A notable feature of this balancing task is the presence of oscillations before falling. In all 3 cases of standing on one leg with Vis, Vest, or Vis/Vest, most people’s body oscillates, largest in Vis only, more sustained in Vest only, but usually some even in Vis/Vest. Several key theorems (or laws) in control theory explain why this is unavoidable and ubiquitous in biology and technology, and this is an important aspect of our research.
Our next experiment simplifies balancing even further, focusing on just Vis and Vest, to allow more detailed exploration of laws, layers, and levels, in addition to SAT and DeSS. The simplest explores the vestibular-ocular reflex (VOR). This involves 2 steps. First, put your hand in front of your face so you can see the lines in the palm of your hand (or hold something with text). Then oscillate your hand in small sideways movements at increasing frequency until these lines start to blur (or you can’t read the text). This normally happens at around 2-3 Hz because the Vis system is again accurate but slow. Next hold your hand steady and shake your head “no” in small sideways motions until the palm lines again start to blur. For most people, the lines (and text) remain sharp (and readable) for much higher frequency motion, because Vest (via VOR) is fast (and the inaccuracy is less obvious than in the above balancing task).

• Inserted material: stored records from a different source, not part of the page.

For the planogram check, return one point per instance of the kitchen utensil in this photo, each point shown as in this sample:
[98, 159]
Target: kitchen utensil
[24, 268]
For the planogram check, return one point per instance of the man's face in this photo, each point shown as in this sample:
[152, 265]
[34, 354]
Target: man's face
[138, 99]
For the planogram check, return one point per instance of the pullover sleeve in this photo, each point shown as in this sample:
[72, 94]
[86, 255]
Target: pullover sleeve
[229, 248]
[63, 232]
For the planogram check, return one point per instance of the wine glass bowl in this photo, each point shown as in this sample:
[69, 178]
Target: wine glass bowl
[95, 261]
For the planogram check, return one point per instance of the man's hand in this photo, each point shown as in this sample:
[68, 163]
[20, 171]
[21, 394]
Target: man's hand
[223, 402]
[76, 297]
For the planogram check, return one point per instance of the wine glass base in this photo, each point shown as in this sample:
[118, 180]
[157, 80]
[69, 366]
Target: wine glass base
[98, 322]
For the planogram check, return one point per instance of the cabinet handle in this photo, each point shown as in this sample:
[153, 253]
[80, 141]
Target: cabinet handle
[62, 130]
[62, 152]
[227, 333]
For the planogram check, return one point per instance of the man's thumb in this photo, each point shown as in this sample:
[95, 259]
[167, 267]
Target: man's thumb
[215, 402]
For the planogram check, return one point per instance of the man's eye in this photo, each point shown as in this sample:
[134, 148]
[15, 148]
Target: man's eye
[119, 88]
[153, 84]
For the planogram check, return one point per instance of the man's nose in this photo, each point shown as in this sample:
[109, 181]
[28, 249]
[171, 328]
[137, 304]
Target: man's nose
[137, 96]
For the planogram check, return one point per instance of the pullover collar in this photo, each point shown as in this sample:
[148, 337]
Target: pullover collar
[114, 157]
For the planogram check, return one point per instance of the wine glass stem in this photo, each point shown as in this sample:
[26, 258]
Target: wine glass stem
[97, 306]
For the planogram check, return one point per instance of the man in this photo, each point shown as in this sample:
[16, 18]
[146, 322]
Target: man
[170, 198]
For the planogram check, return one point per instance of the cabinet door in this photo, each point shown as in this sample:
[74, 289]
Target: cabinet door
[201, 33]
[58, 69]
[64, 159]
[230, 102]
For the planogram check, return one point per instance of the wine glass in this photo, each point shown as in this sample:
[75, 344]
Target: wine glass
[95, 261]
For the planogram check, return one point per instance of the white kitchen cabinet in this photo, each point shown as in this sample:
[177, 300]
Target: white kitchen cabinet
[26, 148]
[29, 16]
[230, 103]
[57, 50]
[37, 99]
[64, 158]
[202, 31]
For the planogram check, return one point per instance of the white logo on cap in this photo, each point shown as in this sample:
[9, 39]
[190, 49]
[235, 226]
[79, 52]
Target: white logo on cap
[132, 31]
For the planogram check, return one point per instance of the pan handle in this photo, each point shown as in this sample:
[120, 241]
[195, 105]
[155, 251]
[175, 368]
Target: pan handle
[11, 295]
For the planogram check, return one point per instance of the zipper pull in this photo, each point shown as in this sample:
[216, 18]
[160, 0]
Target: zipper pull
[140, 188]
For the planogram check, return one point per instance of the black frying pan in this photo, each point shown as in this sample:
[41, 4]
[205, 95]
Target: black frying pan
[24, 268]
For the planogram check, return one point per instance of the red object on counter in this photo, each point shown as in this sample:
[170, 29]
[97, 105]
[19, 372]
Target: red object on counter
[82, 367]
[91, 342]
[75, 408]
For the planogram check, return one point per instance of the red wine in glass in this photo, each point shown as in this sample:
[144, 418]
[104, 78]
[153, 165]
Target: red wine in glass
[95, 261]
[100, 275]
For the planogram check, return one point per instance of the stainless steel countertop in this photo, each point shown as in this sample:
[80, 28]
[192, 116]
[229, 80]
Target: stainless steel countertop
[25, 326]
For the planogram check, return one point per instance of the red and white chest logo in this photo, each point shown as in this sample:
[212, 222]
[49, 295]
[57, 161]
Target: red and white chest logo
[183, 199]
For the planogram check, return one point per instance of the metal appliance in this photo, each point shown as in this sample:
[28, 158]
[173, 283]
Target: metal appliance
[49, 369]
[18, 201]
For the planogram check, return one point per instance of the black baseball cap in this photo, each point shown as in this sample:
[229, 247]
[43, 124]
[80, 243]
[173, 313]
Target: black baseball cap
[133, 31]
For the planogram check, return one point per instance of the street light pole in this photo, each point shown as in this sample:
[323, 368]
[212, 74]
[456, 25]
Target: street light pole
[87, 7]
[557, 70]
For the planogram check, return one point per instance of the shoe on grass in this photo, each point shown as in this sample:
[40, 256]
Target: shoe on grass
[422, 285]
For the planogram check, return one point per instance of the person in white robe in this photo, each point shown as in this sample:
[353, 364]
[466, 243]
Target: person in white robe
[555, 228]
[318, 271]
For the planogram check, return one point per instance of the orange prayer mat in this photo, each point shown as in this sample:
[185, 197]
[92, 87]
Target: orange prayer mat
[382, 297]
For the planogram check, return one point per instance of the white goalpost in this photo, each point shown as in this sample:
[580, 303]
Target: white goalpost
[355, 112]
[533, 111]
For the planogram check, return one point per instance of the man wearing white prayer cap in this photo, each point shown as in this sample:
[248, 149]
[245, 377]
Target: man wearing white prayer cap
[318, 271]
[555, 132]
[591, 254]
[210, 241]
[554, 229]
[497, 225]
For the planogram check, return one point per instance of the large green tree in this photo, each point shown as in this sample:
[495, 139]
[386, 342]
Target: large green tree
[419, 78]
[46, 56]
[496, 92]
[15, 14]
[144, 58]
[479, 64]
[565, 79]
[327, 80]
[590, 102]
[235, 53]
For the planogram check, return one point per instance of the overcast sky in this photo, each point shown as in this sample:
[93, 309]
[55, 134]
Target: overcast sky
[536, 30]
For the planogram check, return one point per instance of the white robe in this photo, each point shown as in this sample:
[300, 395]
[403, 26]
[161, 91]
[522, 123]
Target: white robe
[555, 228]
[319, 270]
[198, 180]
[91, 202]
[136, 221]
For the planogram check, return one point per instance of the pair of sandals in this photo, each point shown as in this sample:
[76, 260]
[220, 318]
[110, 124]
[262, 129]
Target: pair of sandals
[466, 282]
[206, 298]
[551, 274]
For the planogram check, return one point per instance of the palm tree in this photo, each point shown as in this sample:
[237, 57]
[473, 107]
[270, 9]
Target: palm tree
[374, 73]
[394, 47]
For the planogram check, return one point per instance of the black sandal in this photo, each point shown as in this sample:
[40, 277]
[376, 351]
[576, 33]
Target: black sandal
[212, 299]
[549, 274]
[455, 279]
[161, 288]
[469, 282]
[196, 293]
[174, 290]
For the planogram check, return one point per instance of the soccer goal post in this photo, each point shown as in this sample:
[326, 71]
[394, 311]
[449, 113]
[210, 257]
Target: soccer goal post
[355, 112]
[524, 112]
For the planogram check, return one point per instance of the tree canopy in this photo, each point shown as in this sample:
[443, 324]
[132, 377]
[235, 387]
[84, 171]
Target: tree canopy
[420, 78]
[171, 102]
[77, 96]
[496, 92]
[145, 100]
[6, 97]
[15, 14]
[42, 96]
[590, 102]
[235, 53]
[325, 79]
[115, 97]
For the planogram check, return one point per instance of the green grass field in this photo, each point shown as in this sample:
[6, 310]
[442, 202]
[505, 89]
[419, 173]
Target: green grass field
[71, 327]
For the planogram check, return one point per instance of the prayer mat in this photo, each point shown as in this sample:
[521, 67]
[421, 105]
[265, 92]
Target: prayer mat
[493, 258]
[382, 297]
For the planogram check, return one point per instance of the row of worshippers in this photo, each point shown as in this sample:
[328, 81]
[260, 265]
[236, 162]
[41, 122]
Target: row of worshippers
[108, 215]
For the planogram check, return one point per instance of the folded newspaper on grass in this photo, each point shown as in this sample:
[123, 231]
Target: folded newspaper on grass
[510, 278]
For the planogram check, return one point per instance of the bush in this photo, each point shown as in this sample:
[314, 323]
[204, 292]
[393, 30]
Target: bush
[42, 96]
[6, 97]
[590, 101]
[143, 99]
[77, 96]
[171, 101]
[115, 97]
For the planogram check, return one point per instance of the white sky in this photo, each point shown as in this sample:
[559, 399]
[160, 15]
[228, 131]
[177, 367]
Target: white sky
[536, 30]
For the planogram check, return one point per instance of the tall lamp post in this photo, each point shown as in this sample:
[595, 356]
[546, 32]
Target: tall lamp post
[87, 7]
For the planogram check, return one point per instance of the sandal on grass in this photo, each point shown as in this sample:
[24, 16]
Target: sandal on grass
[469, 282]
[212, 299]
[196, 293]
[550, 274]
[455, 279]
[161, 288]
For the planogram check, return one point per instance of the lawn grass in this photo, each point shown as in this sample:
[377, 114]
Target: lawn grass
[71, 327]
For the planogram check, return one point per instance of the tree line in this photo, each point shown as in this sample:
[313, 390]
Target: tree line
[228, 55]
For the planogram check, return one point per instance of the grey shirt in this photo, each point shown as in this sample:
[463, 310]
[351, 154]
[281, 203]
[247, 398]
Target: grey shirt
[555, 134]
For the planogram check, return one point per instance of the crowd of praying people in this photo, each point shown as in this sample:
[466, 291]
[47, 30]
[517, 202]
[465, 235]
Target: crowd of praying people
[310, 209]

VOR uses the same inner ear sensor as Vest and is the fastest reflex in the body, with eye muscles reacting to head motion in ~10ms. Vis actuates the same eye muscles as VOR but has delays at least 10x slower, which is a severe SAT. But a layered Vis/VOR has a DeSS that allows visual tracking of a moving object in the distance (Vis) despite running on rough terrain that causes rapid head motions (VOR). This would benefit in hunting large mobile prey animals, and humans have enhanced VOR systems over our nearest primate relatives. It also makes possible riding a bike down a twisting bumpy trail.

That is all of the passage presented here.